Thursday, November 10, 2005

The Edmund Fitzgerald

No, we're not Lightfooting around here -- we are going to talk about the book The Edmund Fitzgerald: The Song Of The Bell, by Kathy-Jo Wargin and illustrated by Gisjbert Van Frankenhuyzen.

First, a little backstory: I've always liked the Gordon Lightfoot song, and when I saw this book at Zandbroz, I had to point it out to my wife. She scoffed at it's insignificance...but then an Amazon box arrived at our door, addressed to me, with a gift inside: this book. Thanks, wifey, for thinking of me!

Today is the 30th anniversary of the sinking, as you may have heard all over the radio: it seems everyone remembers the wreck, despite it's relatively minor influence on history. New laws didn't happen because of it, nobody famous died, no treasure was lost, there was no spectactular explosion. The ship, formerly the largest freighter on the Great Lakes, suddenly sank, killing the crew.

Wargin's books is a children's book, but can easily be appreciated by an adult...for one, it's the story of the tragic deaths of brave sailors caught in a storm. The Perfect Storm wasn't rated G, so how could you come up with a picture book?

Wargin and Van Frankenhuyzen did a wonderful job: poetic in it's tragic story, the book tells far more than you can get just from Lightfoot's lyrics. In simple form, the book outlines the Fitzgerald's origins, and all the known information about the ship's fatal voyage.


Van Frankenhuyzen's paintings accompany the text artfully. The words are a small part of each visual, explaining the event in the fewest possible words, while the rest is expressed in the illustration. The images grow darker and more sinister as the boat makes its way across the lake, ending with a simple drawing of the ship's bell, now interned in a maritime museum honoring the lost crew.

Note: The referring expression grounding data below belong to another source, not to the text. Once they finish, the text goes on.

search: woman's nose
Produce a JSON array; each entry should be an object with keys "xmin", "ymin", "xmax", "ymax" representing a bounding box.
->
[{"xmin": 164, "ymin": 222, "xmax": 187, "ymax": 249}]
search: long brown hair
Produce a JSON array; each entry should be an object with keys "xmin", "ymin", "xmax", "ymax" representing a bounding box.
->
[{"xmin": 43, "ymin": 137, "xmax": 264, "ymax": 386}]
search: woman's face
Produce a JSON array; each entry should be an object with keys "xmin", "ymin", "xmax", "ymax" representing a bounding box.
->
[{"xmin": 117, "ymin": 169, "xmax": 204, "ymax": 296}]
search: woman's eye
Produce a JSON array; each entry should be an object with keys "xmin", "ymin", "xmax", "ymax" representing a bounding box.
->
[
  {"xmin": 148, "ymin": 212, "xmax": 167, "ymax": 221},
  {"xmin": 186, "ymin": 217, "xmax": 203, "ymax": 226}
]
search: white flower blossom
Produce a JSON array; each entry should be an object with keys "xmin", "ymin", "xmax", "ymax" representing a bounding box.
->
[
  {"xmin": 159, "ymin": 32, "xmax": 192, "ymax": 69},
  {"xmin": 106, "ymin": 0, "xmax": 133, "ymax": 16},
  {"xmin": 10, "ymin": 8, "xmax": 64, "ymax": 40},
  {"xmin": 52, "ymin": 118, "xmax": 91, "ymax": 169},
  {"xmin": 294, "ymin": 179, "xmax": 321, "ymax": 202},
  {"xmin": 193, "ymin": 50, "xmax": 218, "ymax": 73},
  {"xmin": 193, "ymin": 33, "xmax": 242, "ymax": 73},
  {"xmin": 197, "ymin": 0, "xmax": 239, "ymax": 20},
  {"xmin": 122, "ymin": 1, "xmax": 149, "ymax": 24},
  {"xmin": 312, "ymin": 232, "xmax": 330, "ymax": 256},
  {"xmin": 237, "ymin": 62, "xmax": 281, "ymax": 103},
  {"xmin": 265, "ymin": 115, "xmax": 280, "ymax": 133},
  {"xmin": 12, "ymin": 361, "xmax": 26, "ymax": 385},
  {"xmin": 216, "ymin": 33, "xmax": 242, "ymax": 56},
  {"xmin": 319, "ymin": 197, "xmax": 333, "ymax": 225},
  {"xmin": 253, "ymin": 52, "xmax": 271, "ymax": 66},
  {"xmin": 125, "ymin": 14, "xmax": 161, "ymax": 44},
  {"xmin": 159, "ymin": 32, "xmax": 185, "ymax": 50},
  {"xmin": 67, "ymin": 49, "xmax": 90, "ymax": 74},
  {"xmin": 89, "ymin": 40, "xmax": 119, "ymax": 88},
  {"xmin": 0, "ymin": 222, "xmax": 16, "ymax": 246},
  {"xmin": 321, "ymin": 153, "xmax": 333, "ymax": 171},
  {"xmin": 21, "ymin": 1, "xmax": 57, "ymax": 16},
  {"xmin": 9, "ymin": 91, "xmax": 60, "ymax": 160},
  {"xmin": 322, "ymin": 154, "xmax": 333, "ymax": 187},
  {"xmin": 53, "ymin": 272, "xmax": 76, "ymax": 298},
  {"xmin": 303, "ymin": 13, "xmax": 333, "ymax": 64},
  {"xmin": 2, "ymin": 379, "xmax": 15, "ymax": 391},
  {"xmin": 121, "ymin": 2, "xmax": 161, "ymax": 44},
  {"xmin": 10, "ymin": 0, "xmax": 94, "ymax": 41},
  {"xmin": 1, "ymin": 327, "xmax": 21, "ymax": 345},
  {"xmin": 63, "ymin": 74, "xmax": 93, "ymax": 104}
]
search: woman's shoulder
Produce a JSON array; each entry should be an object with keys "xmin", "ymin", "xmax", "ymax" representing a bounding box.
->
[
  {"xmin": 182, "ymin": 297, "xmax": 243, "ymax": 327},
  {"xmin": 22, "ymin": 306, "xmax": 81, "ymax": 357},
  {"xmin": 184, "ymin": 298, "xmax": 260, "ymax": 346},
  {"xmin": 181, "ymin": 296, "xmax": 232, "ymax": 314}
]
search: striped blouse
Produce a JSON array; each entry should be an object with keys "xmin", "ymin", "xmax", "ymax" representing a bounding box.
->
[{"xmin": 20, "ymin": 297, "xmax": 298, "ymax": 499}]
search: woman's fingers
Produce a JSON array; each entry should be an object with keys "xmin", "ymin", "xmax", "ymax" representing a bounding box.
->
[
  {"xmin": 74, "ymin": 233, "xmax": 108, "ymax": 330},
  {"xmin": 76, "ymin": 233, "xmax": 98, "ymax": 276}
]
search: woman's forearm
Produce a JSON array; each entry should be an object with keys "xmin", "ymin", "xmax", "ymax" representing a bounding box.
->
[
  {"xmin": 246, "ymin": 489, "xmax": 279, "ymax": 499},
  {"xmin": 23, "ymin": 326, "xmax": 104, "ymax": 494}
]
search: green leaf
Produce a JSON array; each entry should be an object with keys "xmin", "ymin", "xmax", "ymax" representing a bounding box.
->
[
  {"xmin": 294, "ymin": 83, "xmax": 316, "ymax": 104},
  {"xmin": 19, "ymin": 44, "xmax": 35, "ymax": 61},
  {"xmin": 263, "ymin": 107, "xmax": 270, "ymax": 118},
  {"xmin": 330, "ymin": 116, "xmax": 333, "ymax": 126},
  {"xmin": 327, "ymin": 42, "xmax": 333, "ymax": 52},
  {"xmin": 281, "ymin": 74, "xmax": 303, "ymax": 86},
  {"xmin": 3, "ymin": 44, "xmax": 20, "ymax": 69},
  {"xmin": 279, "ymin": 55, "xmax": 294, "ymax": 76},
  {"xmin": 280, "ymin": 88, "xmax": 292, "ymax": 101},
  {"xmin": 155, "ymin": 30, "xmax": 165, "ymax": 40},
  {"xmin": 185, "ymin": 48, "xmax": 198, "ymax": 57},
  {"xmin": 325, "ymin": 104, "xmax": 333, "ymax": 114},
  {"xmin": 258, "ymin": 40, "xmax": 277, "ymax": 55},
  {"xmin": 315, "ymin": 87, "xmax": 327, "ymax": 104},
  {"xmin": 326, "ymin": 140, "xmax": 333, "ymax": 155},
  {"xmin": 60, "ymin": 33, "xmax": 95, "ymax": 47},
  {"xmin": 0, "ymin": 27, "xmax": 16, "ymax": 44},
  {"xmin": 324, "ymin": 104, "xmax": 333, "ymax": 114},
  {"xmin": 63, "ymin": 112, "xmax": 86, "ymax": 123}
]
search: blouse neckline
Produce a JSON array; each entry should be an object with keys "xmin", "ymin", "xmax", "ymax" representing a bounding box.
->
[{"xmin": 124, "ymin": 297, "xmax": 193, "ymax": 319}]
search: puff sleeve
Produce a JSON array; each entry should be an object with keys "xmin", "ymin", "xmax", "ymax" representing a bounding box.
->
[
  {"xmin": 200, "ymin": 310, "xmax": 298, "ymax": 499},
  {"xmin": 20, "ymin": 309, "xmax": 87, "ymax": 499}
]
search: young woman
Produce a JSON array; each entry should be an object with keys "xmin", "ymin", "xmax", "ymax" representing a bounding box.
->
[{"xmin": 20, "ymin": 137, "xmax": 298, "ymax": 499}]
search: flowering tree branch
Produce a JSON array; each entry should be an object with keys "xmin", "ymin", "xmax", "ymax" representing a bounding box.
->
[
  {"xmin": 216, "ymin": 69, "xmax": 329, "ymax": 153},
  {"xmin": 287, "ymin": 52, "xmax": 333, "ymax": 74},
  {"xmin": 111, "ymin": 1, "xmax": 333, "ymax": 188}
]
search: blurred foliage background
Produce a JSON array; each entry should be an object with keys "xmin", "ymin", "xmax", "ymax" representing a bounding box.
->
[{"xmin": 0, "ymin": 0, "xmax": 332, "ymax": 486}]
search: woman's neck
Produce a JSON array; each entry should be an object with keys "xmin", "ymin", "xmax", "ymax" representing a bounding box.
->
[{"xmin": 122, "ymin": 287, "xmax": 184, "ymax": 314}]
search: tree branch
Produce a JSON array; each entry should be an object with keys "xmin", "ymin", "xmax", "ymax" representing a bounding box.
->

While the book may not be the best for all children, especially those who really don't understand the scope of the story, those around 10 or 11 might have heard of the ship and appreciate being able to read & see the story in a non-encyclopedical format. I enjoyed reading it myself, so parents will find it pleasant to read to their children, while inviting discussion or further explanation after the story is done.